Detection Methods for CVE-2025-24049
Indicators of Compromise
- Unusual Azure CLI process executions with suspicious command-line arguments containing shell metacharacters
- Unexpected child processes spawned by Azure CLI processes (az or related binaries)
- Azure CLI commands containing encoded or obfuscated payloads in parameters
- Audit log entries showing Azure CLI invocations followed by privilege escalation activities
Detection Strategies
- Monitor process execution logs for Azure CLI (az) commands with unusual characters such as semicolons, backticks, pipes, or encoded sequences in arguments
- Implement behavioral analysis to detect Azure CLI processes spawning unexpected child processes
- Deploy endpoint detection rules targeting command injection patterns in CLI tool invocations
- Review Azure CLI version information across endpoints to identify unpatched installations
Monitoring Recommendations
- Enable command-line auditing on all systems with Azure CLI installed to capture full argument details
- Configure SIEM alerts for Azure CLI processes with suspicious command patterns or spawning shells
- Monitor for privilege escalation events occurring shortly after Azure CLI execution
- Track changes to Azure CLI configuration files and credential stores that may indicate post-exploitation activity
How to Mitigate CVE-2025-24049
Immediate Actions Required
- Update Azure CLI to the latest patched version immediately on all affected systems
- Audit systems to identify all Azure CLI installations and their current versions
- Restrict Azure CLI usage to authorized administrative accounts until patching is complete
- Review recent Azure CLI execution logs for signs of exploitation attempts
Patch Information
Microsoft has released a security update to address this vulnerability. Organizations should update Azure CLI to the latest available version through their standard package management tools (pip, package managers, or direct download). Detailed patch information and installation instructions are available in the Microsoft Security Response Center advisory.

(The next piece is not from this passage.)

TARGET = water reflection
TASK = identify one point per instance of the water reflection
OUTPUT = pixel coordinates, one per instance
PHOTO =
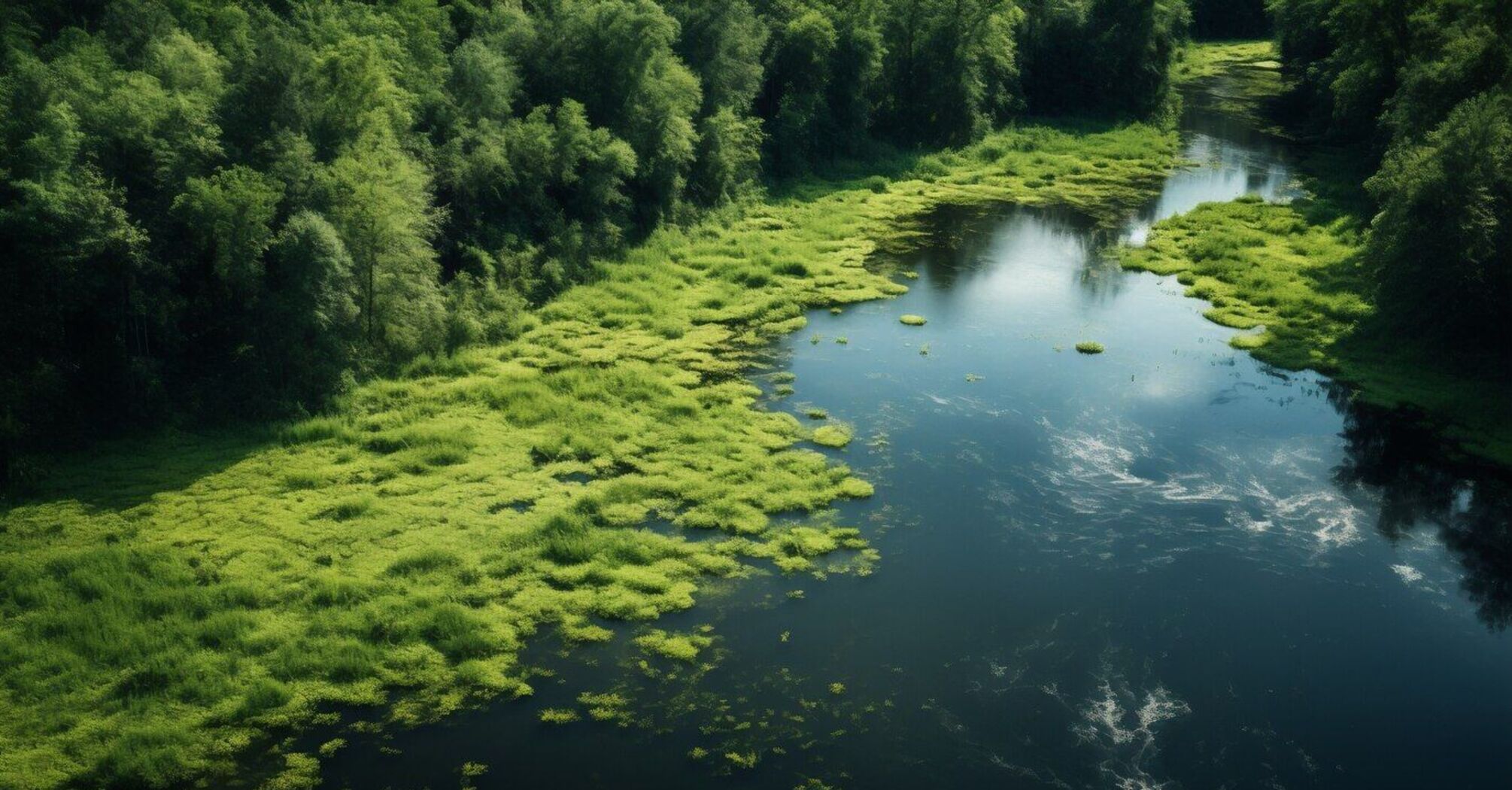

For systems where immediate patching is not possible, implement the workarounds below to reduce risk exposure.
Workarounds
- Restrict Azure CLI execution permissions to only trusted administrative users
- Implement application allowlisting to control which accounts can execute Azure CLI
- Use Azure Cloud Shell as an alternative where possible, as it runs in a managed environment
- Deploy input validation at the orchestration layer if Azure CLI is called by automation scripts
# Verify Azure CLI version and update
az --version
# Update Azure CLI on Linux/macOS via pip
pip install --upgrade azure-cli
# Update Azure CLI on Windows via MSI
# Download latest installer from https://aka.ms/installazurecliwindows
# Restrict Azure CLI execution permissions (Linux example)
chmod 750 /usr/bin/az
chown root:azure-admins /usr/bin/az
Disclaimer: This content was generated using AI. While we strive for accuracy, please verify critical information with official sources.